There were already logical instructions as early as the 360 machine series.  
However, early COBOL compilers (and even up to Enterprise V4) implemented the 
COBOL standard for numeric values by converting unsigned binary values to 
packed decimal and zeroing out any integer digits left of 4 digits for unsigned 
9(4) COMP fields.  That "COBOL standards enforcement" code was slow because 
packed decimal instructions were significantly slower than binary ones on the 
early machines.

On much more recent z hardware the vector packed decimal instructions are 
significantly faster than the non-vector versions and newer compilers are 
taking advantage of those instructions.

HTH

-----Original Message-----
From: IBM Mainframe Assembler List <[email protected]> On Behalf 
Of Schmitt, Michael
Sent: Thursday, June 16, 2022 10:36 AM
To: [email protected]
Subject: When did logical instructions appear?

My company's COBOL coding standards are* to define binary fields as signed 
(e.g.

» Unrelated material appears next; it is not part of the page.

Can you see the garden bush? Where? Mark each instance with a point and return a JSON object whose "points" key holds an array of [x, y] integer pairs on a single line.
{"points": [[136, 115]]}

PIC S9(4) BINARY). I'm wondering why that's the standard.

The original standards were developed at least 40-60 years ago. They were 
revised in 1994 but the signed binary guidance remained.

One explanation could be if 50 years ago there were only signed binary 
instructions such as ADD, but not logical instructions such as ADD LOGICAL. Or 
maybe there were some logical instructions but not the full complement we have 
today.

Or it could be that whatever version of COBOL was used then (OS/VS COBOL or 
earlier) was more efficient with signed binary, such as due to the choices it 
made in instruction selection.

So my question is, roughly when did the machines get unsigned binary 
instructions for halfwords and fullwords?


* "are" isn't the right word here, since the COBOL coding conventions are no 
longer published anywhere. I only know what they are because I was on the team 
that reviewed the 1994 revision, and have a copy saved.